Yesterday, I watched my baby walk for the first time. She’d been cruising the furniture for weeks, occasionally letting go and plopping onto her diapered bottom, only to pull herself up and do it again. This time, she stood right up in the middle of the floor and took a step. Then another and another, haphazardly controlling her chubby little legs, willing them to move her across the room without assistance. She beamed as I clapped, that milestone etching its way into my memory and her subconscious.
Today, I handed her the keys to our car. She and I swapped seats, and I coached her through adjusting the mirrors before telling her to start the engine. I cracked a joke. She laughed. I knew that humor would help ease her first-time driving nerves. She looked in each mirror three times, over her shoulder twice, then slowly pulled away from the curb. She squealed softly in delight and I couldn’t help but smile, this milestone etching its way into both of our memories.
There are 15 years of milestones between yesterday and today. Fifteen years of firsts. Fifteen years of triumphs and failures, wins and losses. I’ve learned to recognize these life-shifting snippets of time, the ones where the world stands still for a split second — just long enough to snap a photo, to form a memory, to snip one of the threads connecting her to me.
I look at my baby’s long, lithe legs as they push the gas pedal, and I have to hold back the urge to yell at her. Put on the brakes! Stop the vehicle immediately! We’re only moving 10 miles per hour, but it feels too fast. How can we be here already? I’m not ready for this.
When we started this journey together, we were strangers. Strangers in love, but strangers nonetheless. Only five seconds out of my body, she lifted her head from my belly and looked me right in the eye. I remember being overwhelmed with the potential contained in her tiny self. I remember wondering in that moment who she would become, too smitten and starry-eyed to consider wondering who I would become.
We’ve gotten to know each other well since then — so well that I can anticipate her reaction to an oncoming car: “Don’t panic,” I tell her, remembering how disconcerting it felt the first time I faced a car in the other lane. “You’ll be tempted to swerve, but you can’t. You have to trust that they’re going to stay in their lane. Your job is to stay in yours.”
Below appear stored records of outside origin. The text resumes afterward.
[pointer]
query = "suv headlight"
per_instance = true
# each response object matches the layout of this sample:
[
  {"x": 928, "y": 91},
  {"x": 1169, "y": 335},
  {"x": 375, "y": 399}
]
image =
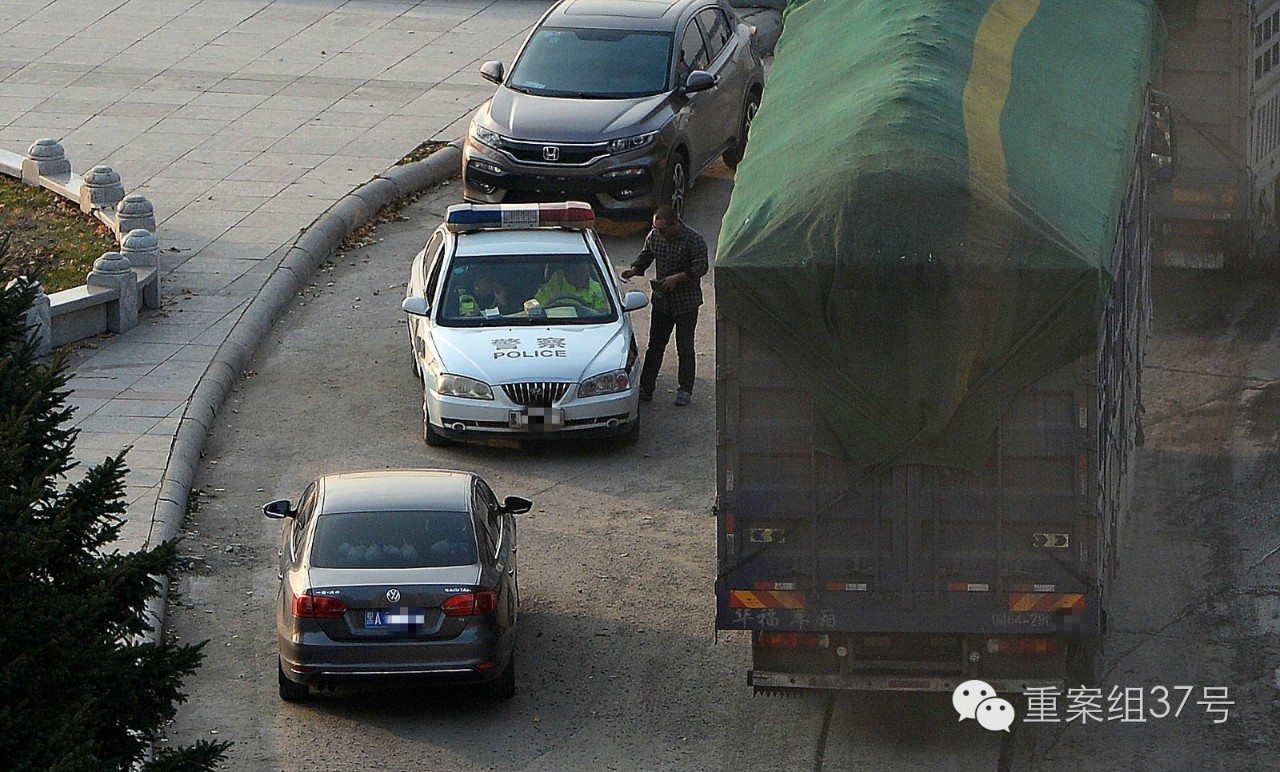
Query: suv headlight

I notice I’m using the same tone of voice my mother used when she taught me to drive — patient, assured, trusting. It’s coming out of me automatically. I wonder if my mom felt this same internal upheaval as she told me to check my mirrors or to turn right at the next stop sign. I recall her grabbing the dashboard only once during our driving practices. Now that I’m in her seat, I’m positive her Zen-like instruction was a performance, a ruse to keep me calm and focused behind the wheel.
My daughter nods and exhales as the car passes, her shoulders relaxing a little. She trusts me to help her through this. I could win an Oscar with my cool demeanor. It’s become second nature for me to hold it together and only fall apart on the inside when it comes to milestones. Kids grow up, of course. We all know this. We signed up for it when we had them. It’s part of the deal. I just never expected it to be so painful, for this side of the car to feel so complicated.
Like me at her age, my daughter doesn’t know that this milestone hurts a little more than the thousands we’ve been through together to get here. She doesn’t understand that when I look at her adult-sized frame in the driver’s seat, I see a chubby-legged baby reaching up to be held. She has no way of knowing the thrill and horror of teaching your children the lessons they need to learn so that they can leave you.
She has so many more milestones to go before she’ll understand — graduations, jobs, a broken heart or two, marriage, her own baby’s first steps. Someday she’ll sit in the passenger seat and drown in the whole, complex truth of a mother’s love. But not now. Right now, this milestone is hers.
As she slows to a stop at a stop sign, I look at the horizon and it hits me that our journey together is nearing its end. I can see that fork in the road ahead, but we’re not there yet. So I do the only thing I can do. I swallow hard and keep talking her through the lesson. “You’re doing great. Now put your foot on the gas and accelerate.”
“Not too fast, though,” I add gently. “We’re just getting started.”